I pensieri di Dio prima della creazione del mondo
Pubblicato sabato 1 Giugno 2024 alle 01:46 da FrancescoAssisto al ciclo della vita nei suoi momenti di espansione e contrazione, alle nascite pedisseque e ai lutti mai inediti, in un gioco di contrari che si accordano a prescindere da chi non si accordi con se stesso. Sono sia il mio liberatore che il mio carceriere, ma nelle vesti del secondo cerco di non sequestrarmi troppo a lungo nei particolari: per me la visione d’insieme comincia a prendere forma nel dileggio delle mie istanze specifiche. La lucidità mi serve come bussola e io ricerco l’amor proprio nelle sue massime espressioni le quali, sovente, hanno natura solipsistica e autoreferenziale, ma a tutto questo mio industriarmi non devo riservare grossa considerazione. Forse non riesco a esprimere bene cosa intendo o può darsi che abbia voglia di dilettarmi con una disonesta umiltà al cospetto di me stesso, magari per dare un tono derisorio a queste righe irrisorie; ammessa pure l’incapacità di scrivere per esteso quanto voglio dire, di certo posso coglierlo leggendomi con i miei occhi e quindi il problema per me non si pone: la questione resterebbe aperta se io volessi chiudermi a riccio o se provassi a trasformarmi in un infopoint.
Per me il parossismo di certi eventi è simile alla scarica elettrica che scende da un nembo e si disperde a terra. Talora le rotture dei rapporti formano l’ossatura di quella medesima relazione, ma a patto che il rimedio non sia più nocivo di ciò a cui si contrappone. Una cura da cavallo non fa andare sempre al galoppo. Non m’intendo di legami per esperienza diretta e non vivo accese passioni per interposta persona, ma nel distretto del mio individualismo non v’è ostacolo che mi precluda una splendida vista dalla mia torre d’avorio. Non so sempre cosa voglia la logica da me né quanto io pretenda da lei, però resto nel campo delle possibilità e non m’illudo che nulla vi sia oltre le linee laterali e al di là delle linee di fondo in cui esso è confinato.

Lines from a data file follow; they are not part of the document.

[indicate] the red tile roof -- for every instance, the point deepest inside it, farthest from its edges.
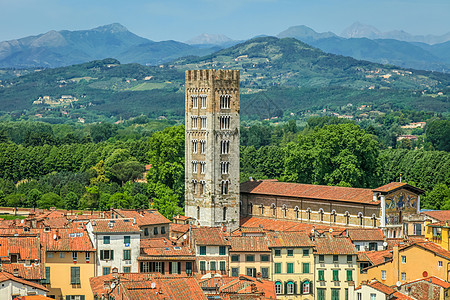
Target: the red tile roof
(339, 245)
(67, 240)
(309, 191)
(143, 216)
(249, 244)
(4, 276)
(366, 234)
(283, 225)
(114, 225)
(289, 239)
(441, 215)
(209, 236)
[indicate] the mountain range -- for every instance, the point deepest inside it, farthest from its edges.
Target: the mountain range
(62, 48)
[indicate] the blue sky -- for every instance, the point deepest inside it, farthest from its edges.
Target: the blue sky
(238, 19)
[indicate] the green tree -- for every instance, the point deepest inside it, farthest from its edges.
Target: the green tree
(33, 197)
(50, 200)
(71, 201)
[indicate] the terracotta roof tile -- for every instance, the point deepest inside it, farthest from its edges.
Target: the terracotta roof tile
(209, 236)
(441, 215)
(339, 245)
(114, 225)
(309, 191)
(366, 234)
(249, 244)
(143, 216)
(289, 239)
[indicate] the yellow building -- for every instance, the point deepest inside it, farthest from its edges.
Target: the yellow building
(410, 263)
(250, 255)
(292, 265)
(69, 263)
(336, 267)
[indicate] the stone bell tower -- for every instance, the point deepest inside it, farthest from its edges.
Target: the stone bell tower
(212, 147)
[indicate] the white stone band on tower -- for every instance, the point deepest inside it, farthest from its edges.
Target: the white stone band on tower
(212, 123)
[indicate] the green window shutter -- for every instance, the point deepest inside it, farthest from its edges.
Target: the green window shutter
(305, 268)
(335, 275)
(349, 275)
(321, 275)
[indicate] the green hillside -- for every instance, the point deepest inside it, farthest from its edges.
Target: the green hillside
(277, 76)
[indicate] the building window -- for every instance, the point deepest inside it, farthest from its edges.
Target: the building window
(277, 268)
(225, 101)
(278, 287)
(127, 254)
(203, 146)
(321, 275)
(212, 265)
(265, 272)
(194, 146)
(75, 275)
(203, 122)
(290, 288)
(289, 268)
(194, 101)
(349, 275)
(334, 294)
(203, 97)
(202, 265)
(224, 147)
(305, 268)
(106, 254)
(403, 276)
(225, 122)
(306, 287)
(335, 275)
(222, 250)
(265, 257)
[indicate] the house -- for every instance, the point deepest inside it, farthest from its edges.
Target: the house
(336, 266)
(211, 249)
(376, 290)
(69, 263)
(164, 256)
(427, 288)
(151, 223)
(117, 242)
(292, 267)
(12, 287)
(131, 286)
(250, 255)
(369, 239)
(409, 262)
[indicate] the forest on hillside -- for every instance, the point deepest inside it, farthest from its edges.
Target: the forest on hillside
(96, 166)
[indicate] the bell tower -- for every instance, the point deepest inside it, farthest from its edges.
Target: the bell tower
(212, 123)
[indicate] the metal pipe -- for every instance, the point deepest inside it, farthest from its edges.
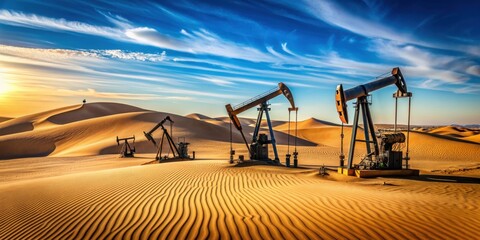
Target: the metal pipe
(363, 90)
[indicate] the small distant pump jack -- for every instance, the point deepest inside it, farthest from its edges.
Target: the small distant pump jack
(386, 154)
(295, 153)
(181, 152)
(258, 148)
(126, 150)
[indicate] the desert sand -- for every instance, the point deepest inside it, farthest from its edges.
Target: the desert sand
(61, 178)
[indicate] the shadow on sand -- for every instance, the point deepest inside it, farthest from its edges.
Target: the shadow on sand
(443, 179)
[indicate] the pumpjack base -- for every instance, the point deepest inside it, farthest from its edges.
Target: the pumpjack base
(378, 173)
(345, 171)
(386, 173)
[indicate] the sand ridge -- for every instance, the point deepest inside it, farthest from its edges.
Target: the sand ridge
(212, 199)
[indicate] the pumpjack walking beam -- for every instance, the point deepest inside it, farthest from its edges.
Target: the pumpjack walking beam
(165, 134)
(126, 150)
(261, 101)
(360, 93)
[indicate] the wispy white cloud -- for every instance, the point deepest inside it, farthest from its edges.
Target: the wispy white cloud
(104, 95)
(41, 22)
(373, 24)
(474, 70)
(197, 42)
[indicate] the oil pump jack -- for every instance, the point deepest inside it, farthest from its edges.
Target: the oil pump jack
(386, 154)
(258, 148)
(126, 150)
(181, 152)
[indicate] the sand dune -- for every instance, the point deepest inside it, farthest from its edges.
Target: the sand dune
(457, 132)
(76, 193)
(211, 199)
(92, 129)
(3, 119)
(306, 124)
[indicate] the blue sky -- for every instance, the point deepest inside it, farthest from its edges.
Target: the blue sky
(188, 56)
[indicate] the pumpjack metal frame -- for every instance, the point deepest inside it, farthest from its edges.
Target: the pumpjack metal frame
(165, 135)
(261, 101)
(361, 93)
(126, 150)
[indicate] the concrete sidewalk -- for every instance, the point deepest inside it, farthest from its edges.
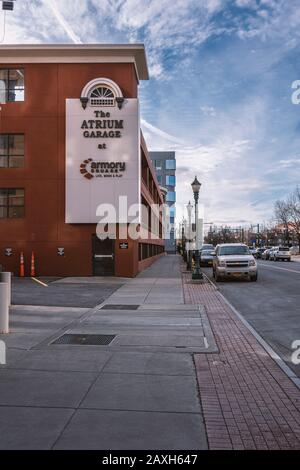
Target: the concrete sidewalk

Il logos arriva dove può rispetto alla realtà, io arrivo dove posso rispetto al logos e chi arriva per ultimo, gentilmente, chiuda la porta sebbene indietro non si possa tornare: è più un atto di buona creanza, un gesto proforma e di bon ton. L’entropia non può diminuire e una taglia forte a volte non può dimagrire, perciò ognuno indossa quello che gli entra mentre l’universo si espande. Galassie lontane e pensierini vicini: questo accostamento dà la misura della miseria.